AC ripple is a result of the fundamental power conversion frequency within a rectifier. Any significant AC ripple applied to batteries will result in decreased battery life, charging inefficiency and battery heating.

Rectifier output and inverter input filtering must keep ripple to a minimum and not rely on batteries themselves to act as a ripple filter to reduce the DC load ripple, as some power converters do.

Ripple
Fundamental frequency AC voltage or current coming from inside a rectifier and imposed upon output DC voltage or current.

Staticon rectifier outputs and inverter inputs are fully filtered to reduce AC ripple to 1% or less, even without a battery connected.

Electrical noise is of particular concern in telecom DC power systems due to the sensitive nature of telecom networks and equipment.

Again, electrical noise is a result of rectifier power conversion with faster switching methods being inherently noisier than slower (low frequency) switching methods.

Electrical Noise
Aggregate sum of higher-than-fundamental frequency AC voltage or current coming from inside a power converter and imposed upon DC voltage or current.

Staticon rectifier outputs and inverter inputs are fully filtered to reduce AC ripple to 1% or less, even without a battery connected.

Rectifier input current distortion is the TDD (total demand distortion) of the AC input current. TDD is a result of the power conversion process and is reflected back into the AC prime power supply.

TDD is AC supply pollution and can adversely affect any upstream loads. Many high frequency conversion technologies produce TDD in the order of 50% to 150% due to their fast and abrupt switching characteristics.

Inverter AC output voltage distortion known as total harmonic distortion (THD) detracts from perfect sinusoidal AC waveforms. THD is due to the DC-AC power conversion process and varies according to the conversion technology used. Some inverters even produce an alternating square wave, step-wave or quasi-sine wave output which deviates substantially from a true sine wave and can adversely affect many AC loads.

Distortion
Any deviation from, or extraneous component imposed upon, a true sinusoidal voltage or current waveform.

Staticon line conditioners and inverters produce a true sine wave output with a guaranteed THD of less than 3% (phase-to-phase). The greater the noise and distortion produced by a power converter, the greater the requirement for unit input and output filtering to reduce this noise and distortion to an acceptable level.

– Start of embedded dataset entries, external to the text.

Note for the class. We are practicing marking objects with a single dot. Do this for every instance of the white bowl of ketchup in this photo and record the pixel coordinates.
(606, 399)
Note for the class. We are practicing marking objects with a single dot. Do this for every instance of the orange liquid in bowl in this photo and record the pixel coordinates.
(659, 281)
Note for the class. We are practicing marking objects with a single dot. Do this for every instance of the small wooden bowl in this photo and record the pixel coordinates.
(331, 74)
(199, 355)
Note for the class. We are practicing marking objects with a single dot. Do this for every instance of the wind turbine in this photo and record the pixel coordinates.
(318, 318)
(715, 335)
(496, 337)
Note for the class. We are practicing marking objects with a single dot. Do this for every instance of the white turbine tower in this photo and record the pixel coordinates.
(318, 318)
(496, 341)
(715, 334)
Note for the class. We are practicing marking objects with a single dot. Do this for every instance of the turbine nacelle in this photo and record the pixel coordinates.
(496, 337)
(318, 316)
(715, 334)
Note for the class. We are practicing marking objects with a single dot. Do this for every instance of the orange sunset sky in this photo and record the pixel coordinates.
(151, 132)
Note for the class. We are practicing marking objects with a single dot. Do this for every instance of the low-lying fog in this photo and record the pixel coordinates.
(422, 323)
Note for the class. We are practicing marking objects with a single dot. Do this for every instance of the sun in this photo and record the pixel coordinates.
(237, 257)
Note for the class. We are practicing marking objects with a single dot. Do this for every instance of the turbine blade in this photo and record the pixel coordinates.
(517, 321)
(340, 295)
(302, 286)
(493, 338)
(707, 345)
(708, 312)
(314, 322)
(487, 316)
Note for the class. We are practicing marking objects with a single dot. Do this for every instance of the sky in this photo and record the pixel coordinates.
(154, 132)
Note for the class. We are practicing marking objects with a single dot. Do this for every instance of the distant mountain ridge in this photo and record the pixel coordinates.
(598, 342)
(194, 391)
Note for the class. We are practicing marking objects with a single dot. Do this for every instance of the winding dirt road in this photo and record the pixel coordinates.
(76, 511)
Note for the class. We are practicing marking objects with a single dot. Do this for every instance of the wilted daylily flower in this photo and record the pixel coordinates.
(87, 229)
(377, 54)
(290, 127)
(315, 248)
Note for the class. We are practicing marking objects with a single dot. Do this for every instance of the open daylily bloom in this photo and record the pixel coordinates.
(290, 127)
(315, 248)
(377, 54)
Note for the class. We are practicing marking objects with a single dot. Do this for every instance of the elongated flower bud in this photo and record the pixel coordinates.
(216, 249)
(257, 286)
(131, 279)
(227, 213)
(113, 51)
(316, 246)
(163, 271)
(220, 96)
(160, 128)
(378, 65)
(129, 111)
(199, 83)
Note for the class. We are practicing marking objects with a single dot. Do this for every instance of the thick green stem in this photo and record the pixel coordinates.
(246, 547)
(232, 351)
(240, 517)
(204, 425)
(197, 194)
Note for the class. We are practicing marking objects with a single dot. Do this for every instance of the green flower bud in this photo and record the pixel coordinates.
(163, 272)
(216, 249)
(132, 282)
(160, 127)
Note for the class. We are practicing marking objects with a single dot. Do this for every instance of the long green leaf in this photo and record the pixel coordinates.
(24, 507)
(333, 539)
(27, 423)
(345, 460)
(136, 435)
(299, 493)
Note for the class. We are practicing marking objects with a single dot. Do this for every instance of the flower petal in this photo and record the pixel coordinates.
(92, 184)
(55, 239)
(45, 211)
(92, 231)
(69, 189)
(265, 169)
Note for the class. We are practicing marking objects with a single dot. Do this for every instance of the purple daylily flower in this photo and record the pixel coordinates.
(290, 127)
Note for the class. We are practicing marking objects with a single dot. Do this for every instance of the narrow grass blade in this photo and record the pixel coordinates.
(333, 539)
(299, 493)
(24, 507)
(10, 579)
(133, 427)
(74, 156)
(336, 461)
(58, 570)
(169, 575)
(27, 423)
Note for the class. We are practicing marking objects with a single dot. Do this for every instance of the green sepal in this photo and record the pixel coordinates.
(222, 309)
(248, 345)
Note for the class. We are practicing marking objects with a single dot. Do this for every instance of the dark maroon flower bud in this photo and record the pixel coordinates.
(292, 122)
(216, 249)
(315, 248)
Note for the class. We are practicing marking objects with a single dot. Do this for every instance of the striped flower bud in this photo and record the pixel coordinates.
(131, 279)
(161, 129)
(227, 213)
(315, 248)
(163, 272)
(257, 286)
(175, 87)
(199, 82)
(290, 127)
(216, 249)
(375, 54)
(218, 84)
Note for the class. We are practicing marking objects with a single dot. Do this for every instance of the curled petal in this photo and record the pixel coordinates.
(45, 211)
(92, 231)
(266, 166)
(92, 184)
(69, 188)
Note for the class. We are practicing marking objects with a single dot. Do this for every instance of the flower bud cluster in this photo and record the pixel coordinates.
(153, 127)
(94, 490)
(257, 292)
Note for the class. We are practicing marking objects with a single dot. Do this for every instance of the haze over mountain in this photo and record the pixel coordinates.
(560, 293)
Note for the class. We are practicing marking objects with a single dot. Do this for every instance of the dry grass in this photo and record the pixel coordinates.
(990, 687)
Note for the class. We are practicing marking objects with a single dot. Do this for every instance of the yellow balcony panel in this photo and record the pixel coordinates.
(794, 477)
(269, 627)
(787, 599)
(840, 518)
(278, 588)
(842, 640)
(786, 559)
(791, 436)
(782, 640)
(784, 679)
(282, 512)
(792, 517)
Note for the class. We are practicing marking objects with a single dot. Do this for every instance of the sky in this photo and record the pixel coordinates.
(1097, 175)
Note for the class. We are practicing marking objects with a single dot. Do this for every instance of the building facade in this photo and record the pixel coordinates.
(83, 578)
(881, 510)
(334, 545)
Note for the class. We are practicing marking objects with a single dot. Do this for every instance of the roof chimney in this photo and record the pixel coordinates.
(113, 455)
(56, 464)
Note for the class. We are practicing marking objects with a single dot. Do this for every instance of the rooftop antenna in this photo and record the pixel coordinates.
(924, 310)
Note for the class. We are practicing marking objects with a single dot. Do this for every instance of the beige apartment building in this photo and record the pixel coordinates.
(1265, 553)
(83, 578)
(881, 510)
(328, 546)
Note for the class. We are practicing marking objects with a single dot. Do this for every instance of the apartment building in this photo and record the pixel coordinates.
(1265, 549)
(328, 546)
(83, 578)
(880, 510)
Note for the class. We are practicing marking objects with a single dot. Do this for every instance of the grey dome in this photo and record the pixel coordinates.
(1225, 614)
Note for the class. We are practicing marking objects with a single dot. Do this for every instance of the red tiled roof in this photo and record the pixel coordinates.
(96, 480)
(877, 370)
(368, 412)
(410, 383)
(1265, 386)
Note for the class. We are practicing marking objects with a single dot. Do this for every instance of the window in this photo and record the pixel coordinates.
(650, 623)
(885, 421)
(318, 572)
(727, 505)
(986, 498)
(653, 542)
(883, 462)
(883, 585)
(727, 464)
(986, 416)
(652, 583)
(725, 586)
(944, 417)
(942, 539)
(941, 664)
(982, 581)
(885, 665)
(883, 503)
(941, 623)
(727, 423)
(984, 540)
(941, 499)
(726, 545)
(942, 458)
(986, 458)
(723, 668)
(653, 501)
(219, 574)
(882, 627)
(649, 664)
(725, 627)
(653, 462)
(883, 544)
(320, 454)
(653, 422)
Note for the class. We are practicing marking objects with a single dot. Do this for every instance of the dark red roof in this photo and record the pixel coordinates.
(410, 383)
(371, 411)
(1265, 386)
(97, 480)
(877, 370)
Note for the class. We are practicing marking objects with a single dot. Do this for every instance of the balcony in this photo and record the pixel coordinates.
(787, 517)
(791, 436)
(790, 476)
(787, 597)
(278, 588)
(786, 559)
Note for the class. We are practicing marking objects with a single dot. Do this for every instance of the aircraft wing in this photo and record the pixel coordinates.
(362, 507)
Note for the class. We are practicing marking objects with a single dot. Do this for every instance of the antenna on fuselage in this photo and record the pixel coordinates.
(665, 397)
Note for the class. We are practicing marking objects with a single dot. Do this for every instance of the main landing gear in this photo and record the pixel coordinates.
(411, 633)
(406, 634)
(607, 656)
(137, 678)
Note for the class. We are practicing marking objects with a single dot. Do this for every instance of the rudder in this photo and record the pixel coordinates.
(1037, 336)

Ripple, noise and distortion produced by power conversion equipment is due to internal power semiconductor switching. Different power conversion technologies produce different levels of ripple, noise and distortion. High frequency conversion technologies generally produce greater amounts of distortion and noise than lower frequency conversion technologies due to the comparatively faster and more abrupt switching characteristics of these techniques. Many sophisticated, high frequency power conversion technologies require filtering of such complexity that it accounts for over half of the power converter components and cost. Remember, that as sophistication increases, reliability and field serviceability decrease.